Chinese Vice President Xi Jinping (習近平) yesterday took his campaign against corruption to the petty bureaucracy and minor infractions of lowly officials, who are the bane of many Chinese people and businesspeople’s everyday lives.
Xi, in comments carried by Xinhua news agency, said it was just as important to go after the “flies,” or lowly people, as it was to tackle the “tigers,” or top officials, in the battle against graft.
“We must uphold the fighting of tigers and flies at the same time, resolutely investigating law-breaking cases of leading officials and also earnestly resolving the unhealthy tendencies and corruption problems which happen all around people,” he said.
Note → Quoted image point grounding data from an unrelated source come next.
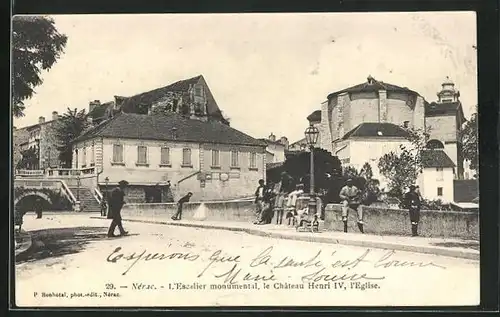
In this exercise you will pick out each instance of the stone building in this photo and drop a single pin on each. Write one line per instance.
(39, 137)
(206, 157)
(386, 106)
(190, 97)
(275, 150)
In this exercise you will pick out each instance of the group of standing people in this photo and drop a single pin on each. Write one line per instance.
(276, 198)
(352, 199)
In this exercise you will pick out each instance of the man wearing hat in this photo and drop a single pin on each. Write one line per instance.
(116, 202)
(351, 198)
(413, 203)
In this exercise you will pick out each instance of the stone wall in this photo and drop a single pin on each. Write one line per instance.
(19, 136)
(236, 211)
(49, 154)
(380, 221)
(442, 128)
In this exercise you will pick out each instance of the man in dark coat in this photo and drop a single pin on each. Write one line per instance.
(351, 199)
(38, 208)
(181, 201)
(116, 202)
(267, 213)
(413, 203)
(259, 200)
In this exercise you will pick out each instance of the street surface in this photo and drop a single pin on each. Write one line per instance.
(75, 264)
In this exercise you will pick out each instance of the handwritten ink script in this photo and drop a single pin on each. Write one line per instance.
(323, 269)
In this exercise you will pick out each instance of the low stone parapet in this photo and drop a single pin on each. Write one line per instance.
(242, 210)
(383, 221)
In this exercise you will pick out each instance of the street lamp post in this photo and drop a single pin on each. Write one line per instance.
(78, 204)
(78, 187)
(105, 196)
(106, 181)
(311, 134)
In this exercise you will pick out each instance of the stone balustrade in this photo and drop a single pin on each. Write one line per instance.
(379, 221)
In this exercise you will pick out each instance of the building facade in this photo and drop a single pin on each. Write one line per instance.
(208, 158)
(38, 139)
(376, 102)
(436, 181)
(275, 148)
(190, 97)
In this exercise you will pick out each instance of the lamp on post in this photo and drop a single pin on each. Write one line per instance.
(78, 205)
(106, 181)
(312, 134)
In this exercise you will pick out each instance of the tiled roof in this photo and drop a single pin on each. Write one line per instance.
(376, 129)
(273, 165)
(373, 87)
(161, 127)
(465, 190)
(435, 108)
(99, 111)
(267, 141)
(315, 116)
(436, 158)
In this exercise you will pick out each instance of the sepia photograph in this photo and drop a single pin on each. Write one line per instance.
(251, 159)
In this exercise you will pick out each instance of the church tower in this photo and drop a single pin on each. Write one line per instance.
(445, 118)
(448, 92)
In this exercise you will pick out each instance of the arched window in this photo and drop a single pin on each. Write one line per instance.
(434, 144)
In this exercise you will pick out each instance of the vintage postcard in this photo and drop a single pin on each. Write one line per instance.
(177, 160)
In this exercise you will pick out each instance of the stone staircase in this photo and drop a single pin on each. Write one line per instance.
(88, 203)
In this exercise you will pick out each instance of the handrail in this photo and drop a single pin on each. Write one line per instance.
(68, 192)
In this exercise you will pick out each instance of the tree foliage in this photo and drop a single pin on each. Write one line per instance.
(469, 136)
(363, 179)
(402, 168)
(36, 46)
(68, 127)
(29, 159)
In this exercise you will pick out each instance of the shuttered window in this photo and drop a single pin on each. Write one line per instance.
(215, 158)
(186, 157)
(253, 160)
(165, 156)
(142, 155)
(117, 153)
(234, 158)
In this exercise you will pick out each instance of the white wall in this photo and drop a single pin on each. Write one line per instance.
(243, 178)
(431, 179)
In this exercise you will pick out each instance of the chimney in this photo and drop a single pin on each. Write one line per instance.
(93, 104)
(284, 141)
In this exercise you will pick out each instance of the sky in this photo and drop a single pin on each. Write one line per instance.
(267, 72)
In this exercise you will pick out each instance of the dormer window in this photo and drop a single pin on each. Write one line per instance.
(174, 105)
(198, 91)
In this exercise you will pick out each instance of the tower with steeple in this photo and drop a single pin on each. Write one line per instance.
(448, 92)
(444, 119)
Bureaucrats must not be allowed to get away with skirting rules and orders from above or choosing selectively which policies to follow, Xi added.
“The style in which you work is no small matter, and if we don’t redress unhealthy tendencies and allow them to develop, it will be like putting up a wall between our party and the people, and we will lose our roots, our lifeblood and our strength,” Xi told a meeting of the Chinese Communist Party’s (CCP) top anti-graft body.
Xi called for “a disciplinary, prevention and guarantee mechanism” to be set up to prevent corruption, Xinhua said, though Xi did not provide any details.
Chinese bureaucrats have long had a poor reputation for laziness, a love of excessive paperwork and minor acts of corruption, which infuriate the man on the street and add to growing mistrust of the party.
Since taking over as CCP head in November last year from Chinese President Hu Jintao (胡錦濤), Xi has vowed to root out corruption no matter how high it is, warning that the party’s survival is at risk if it does not take the problem seriously.
He has also made more populist moves, banning officials from making long, boring speeches or being given red-carpet welcomes, and ordering the military to stop holding alcohol-fueled banquets and staying in luxury hotels.
Some Chinese Internet users were skeptical of Xi’s latest call to weed out corruption.
“Give us a ballot and let the people supervise all of you,” one microblogger wrote.